Yuusha Party wo Tsuihou sareta Beast Tamer, Saikyoushu no Nekomimi Shoujo to Deau LN - Volume 8 Chapter 1
Bab 1 Awal Mula Masing-Masing
~Sisi Lain~
Arios berada di penjara bawah tanah istana kerajaan, di mana tidak ada seberkas cahaya pun yang mencapainya.
Tak hanya lengan dan kakinya yang dirantai, segel sihir juga menekan kekuatannya. Ia tak bisa melarikan diri—bahkan tak bisa menggerakkan tubuhnya dengan bebas.
Mengapa seseorang seperti dia—seorang pahlawan—menghadapi nasib seperti itu?
Arios telah menyalahgunakan hak istimewanya sebagai pahlawan dan, didorong oleh keinginan egois, telah merenggut nyawa. Ia membunuh banyak orang hanya untuk menjebak mantan anggota partainya, Rein. Istilah kekejaman mungkin terlalu meremehkan.
Ketika sang raja mengetahui seluruh kejadian itu, ia pun murka. Gelar pahlawan Arios dicabut dan dijebloskan ke penjara—bersama seluruh anggota kelompoknya.
“Sialan, sialan, sialan! Kenapa orang sepertiku, seorang pahlawan, harus menderita seperti ini!?”
Mengapa semuanya menjadi seperti ini?
Mengapa dia diperlakukan seperti ini?
Itu sepenuhnya salahnya sendiri, tetapi Arios tidak menyesali perbuatannya dan hanya terus mengutuk nasibnya.

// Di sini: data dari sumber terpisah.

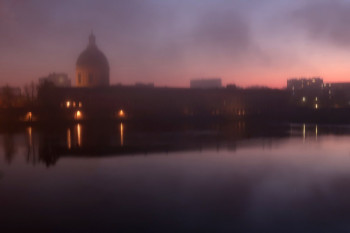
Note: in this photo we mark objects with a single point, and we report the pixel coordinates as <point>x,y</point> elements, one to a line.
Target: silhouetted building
<point>92,68</point>
<point>206,83</point>
<point>58,79</point>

Ia tidak mengakui kesalahannya maupun merenungkan perbuatannya.
Dia seperti anak kecil.
Orang yang dimarahi karena berperilaku buruk, merajuk, dan menolak meminta maaf.
Menyedihkan —kata itu menggambarkannya dengan sempurna.
“Aggath! Leanne! Mina!”
Dia memanggil rekan-rekannya, tetapi tidak ada jawaban.
Mengantisipasi kemungkinan terburuk, mereka telah dipenjara jauh darinya. Namun, tanpa menyadari fakta itu, Arios terus memanggil nama mereka.
“Tidak bisakah kau gunakan kekuatanmu untuk membebaskan kami!? Kau tidak mendengarku!?”
Suaranya bergema tanpa arti dalam kehampaan.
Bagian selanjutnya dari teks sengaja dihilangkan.